Die Premier League pausiert bis mindestens 30. April. Seit dem 26. März steht bereits fest: Für die englischen Klubs in der siebten Liga und allen Spielklassen darunter ist die Saison mit sofortiger Wirkung beendet. Das haben der englische Fußballverband (FA) und das auf der Insel für die Wettbewerbe unterhalb der vierten Liga zuständige National League System (NLS) gemeinsam entschieden.
Will heißen: Es gibt in diesen Ligen in England Keine Absteiger und Aufsteiger. Dadurch, dass alle bisherigen Ergebnisse der so unheilgeschwängerten Spielzeit 2019/2020 in den betroffenen Wettbewerben annulliert werden, verbleiben alle Klubs in ihren bisherigen Spielklassen. Das hilft vor allem den Mannschaften, die bereits als sichere Absteiger galten, erhalten sie damit doch automatisch die Klasse. Auf der anderen Seite bleibt die bis zum Stopp erfolgreiche Saison zahlreicher Teams ungekrönt. Es gibt keinen Aufstieg.

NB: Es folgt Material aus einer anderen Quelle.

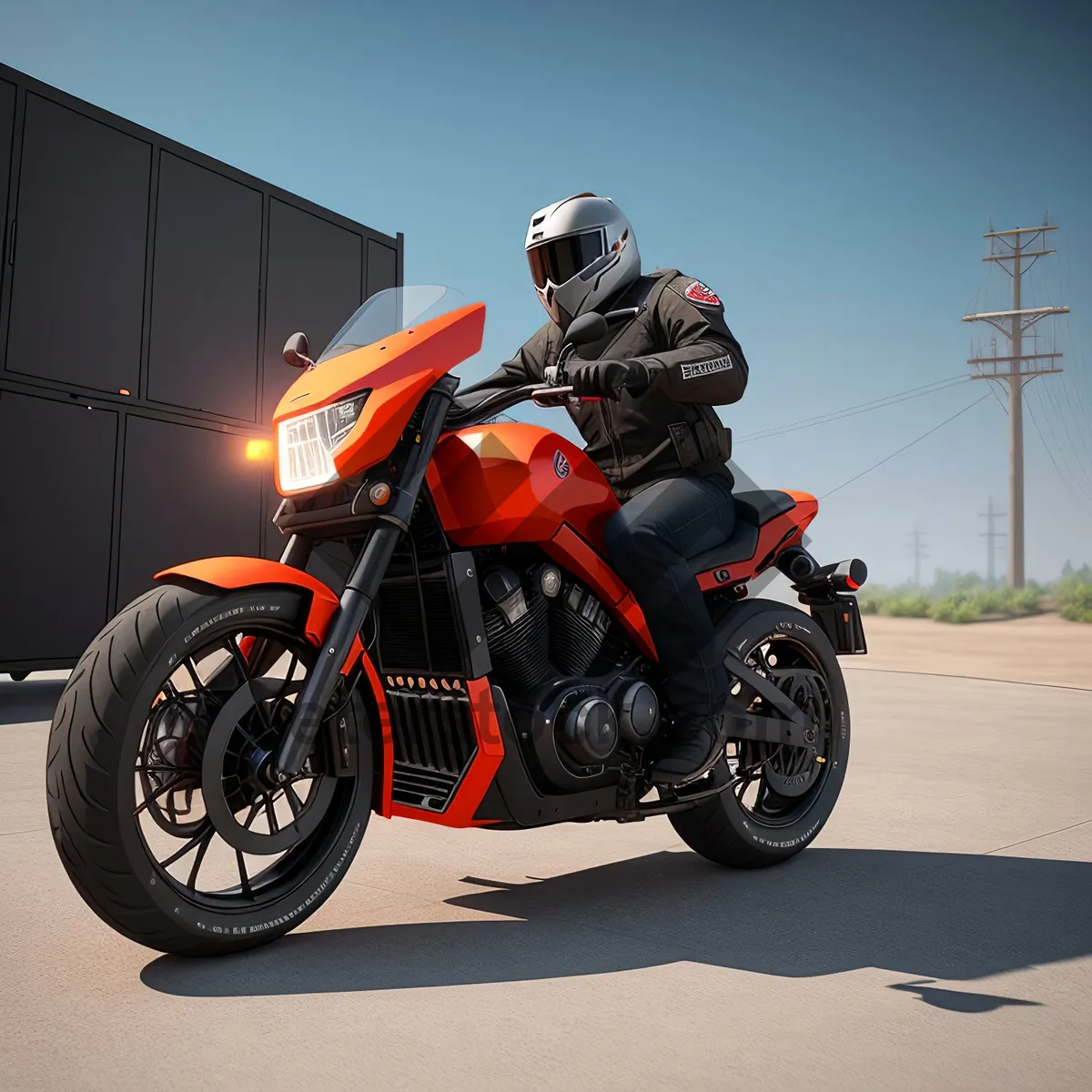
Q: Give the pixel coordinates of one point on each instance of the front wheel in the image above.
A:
(161, 800)
(779, 797)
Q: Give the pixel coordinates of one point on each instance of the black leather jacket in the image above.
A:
(694, 364)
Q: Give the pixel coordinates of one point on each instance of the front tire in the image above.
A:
(727, 829)
(115, 732)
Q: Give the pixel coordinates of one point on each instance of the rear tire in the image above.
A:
(96, 736)
(721, 829)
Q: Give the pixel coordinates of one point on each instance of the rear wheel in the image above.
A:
(161, 798)
(779, 797)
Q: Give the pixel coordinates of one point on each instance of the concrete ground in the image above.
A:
(936, 936)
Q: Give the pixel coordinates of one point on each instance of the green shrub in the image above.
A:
(1075, 600)
(915, 605)
(958, 607)
(962, 607)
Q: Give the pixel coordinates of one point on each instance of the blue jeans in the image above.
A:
(650, 541)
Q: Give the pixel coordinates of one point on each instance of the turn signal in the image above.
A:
(259, 450)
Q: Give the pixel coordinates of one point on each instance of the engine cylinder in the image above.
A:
(516, 627)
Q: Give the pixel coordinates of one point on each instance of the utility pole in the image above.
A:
(989, 516)
(1018, 369)
(918, 551)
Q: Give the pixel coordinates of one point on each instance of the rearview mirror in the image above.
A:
(587, 330)
(298, 352)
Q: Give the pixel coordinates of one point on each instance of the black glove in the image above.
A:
(606, 379)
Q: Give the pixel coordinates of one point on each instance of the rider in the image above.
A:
(666, 360)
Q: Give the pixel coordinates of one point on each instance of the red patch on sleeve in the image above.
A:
(703, 294)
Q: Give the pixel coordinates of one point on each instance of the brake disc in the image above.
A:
(792, 771)
(234, 775)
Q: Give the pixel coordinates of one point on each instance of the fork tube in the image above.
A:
(361, 589)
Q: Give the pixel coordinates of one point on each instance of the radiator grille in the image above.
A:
(432, 733)
(410, 640)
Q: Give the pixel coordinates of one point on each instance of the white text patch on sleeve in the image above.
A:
(699, 369)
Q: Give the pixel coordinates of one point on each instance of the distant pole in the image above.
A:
(1013, 247)
(917, 549)
(989, 535)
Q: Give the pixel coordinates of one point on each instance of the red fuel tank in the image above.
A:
(513, 483)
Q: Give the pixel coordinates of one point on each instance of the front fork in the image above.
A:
(361, 588)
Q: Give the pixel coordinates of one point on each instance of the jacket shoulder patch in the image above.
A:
(702, 294)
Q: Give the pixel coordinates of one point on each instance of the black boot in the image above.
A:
(697, 742)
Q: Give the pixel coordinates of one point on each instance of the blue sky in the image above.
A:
(829, 168)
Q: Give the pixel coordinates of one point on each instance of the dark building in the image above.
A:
(146, 294)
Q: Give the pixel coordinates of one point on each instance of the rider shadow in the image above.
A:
(30, 702)
(927, 915)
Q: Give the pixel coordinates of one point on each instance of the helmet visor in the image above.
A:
(561, 260)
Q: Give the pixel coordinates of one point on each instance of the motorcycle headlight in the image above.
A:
(306, 443)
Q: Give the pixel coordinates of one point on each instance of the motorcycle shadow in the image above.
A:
(31, 702)
(929, 915)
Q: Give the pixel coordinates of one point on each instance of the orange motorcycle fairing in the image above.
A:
(398, 370)
(234, 573)
(774, 538)
(514, 483)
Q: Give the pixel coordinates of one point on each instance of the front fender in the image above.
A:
(232, 573)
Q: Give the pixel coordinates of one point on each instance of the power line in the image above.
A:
(1053, 460)
(948, 420)
(853, 410)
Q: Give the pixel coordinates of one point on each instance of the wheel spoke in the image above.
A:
(170, 786)
(240, 661)
(294, 802)
(244, 878)
(196, 840)
(191, 883)
(271, 814)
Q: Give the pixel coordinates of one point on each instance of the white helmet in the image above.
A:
(581, 251)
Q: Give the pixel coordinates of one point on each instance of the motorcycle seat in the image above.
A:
(753, 509)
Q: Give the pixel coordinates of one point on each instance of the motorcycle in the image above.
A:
(218, 749)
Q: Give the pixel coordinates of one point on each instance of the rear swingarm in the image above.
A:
(671, 803)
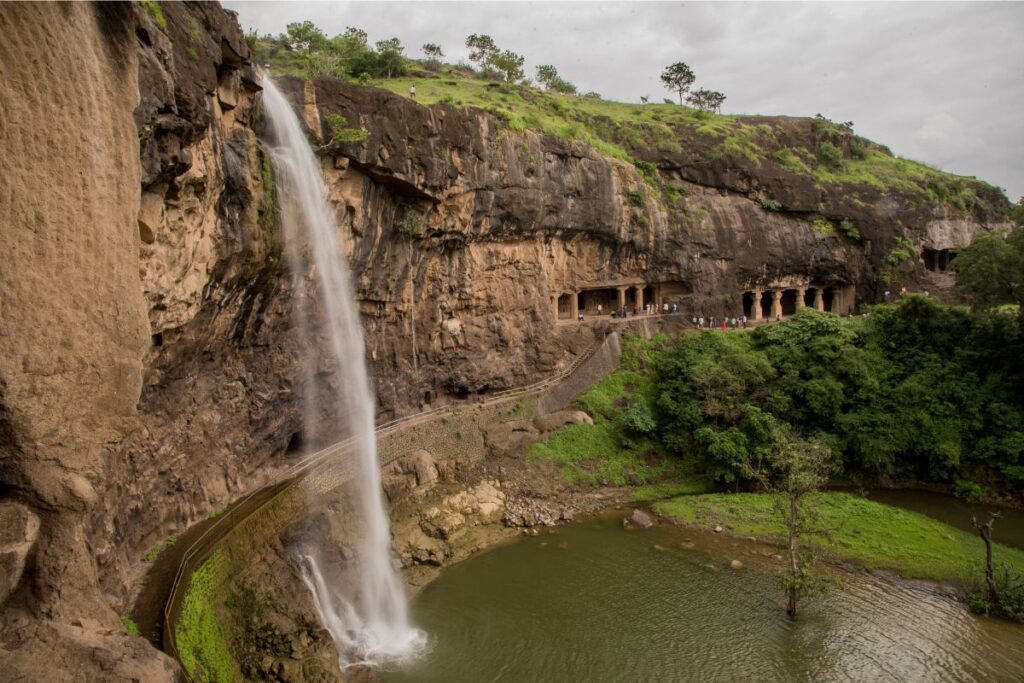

Ein Saison-Abbruch auch in der Premier League?

Genau hier liegt nun der Knackpunkt. Ob man dieses Verfahren eins zu eins auch auf die höheren, respektive auf die vier englischen Profiligen anwendet, haben die Verantwortlichen offen gelassen. Nimmt man nun an, dass im Falle dieser Ligen genauso verfahren wird, hätte das für die englische Premier League erhebliche Konsequenzen.

Fußball-Idol Rio Ferdinand fordert Premier League Saison Abbruch

Fußball-Idol Rio Ferdinand fordert einen Saison-Abbruch in der englischen Premier League. 
Foto: Shutterstock.

Diese beiden legendären Klubs blieben zweitklassig

Was wäre, wenn… jetzt Schluss wäre? Blicken wir auf die Klubs, die in der Championship auf den Aufstiegsrängen stehen oder für die Premier-League-Playoffs in Frage kämen, wäre es vor allem für Leeds United und West Bromwich Albion bitter. Die „Whites“, immerhin letzter englischer Meister vor Einführung der Premier League 1992, und die „Baggies“ haben mit sieben bzw. sechs Zählern auf Rang eins und zwei einen komfortablen Vorsprung zum Playoff-Feld. Sie müssten ein weiteres Jahr in der Zweitklassigkeit verharren. Sie hätten demnach keine Chance mehr, am üppigsten Pay-TV-Vertrag des Fußballs – so er nach der Corona-Krise in diesem Volumen erhalten bleibt – zu partizipieren. Die Premier League ist mit einem auf drei Spielzeiten gezahlten TV-Geldsegen von fünf Milliarden Euro die lukrativste Liga der Welt. In dieses El Dorado des Fußballs will jeder einziehen. Größter Profiteur im englischen „Fußball-Unterhaus“ wäre der FC Barnsley, der zwar 1997/98 nur eine Saison in der Premier League zubrachte. Allerdings: Die „Tykes“ haben mit Jan Aage Fjörtoft, Heinz Müller, Viv Anderson und dem „Traumhüter“ Lars Leese eine hohe Dichte an Paradiesvögel vorzuweisen. Nicht schlecht! Andererseits liegt Barnsley bei nur 34 Punkten auch mit sieben Zählern Rückstand abgeschlagen auf dem 24. und letzten Platz der Championship. Der Letzte macht das Buch zu.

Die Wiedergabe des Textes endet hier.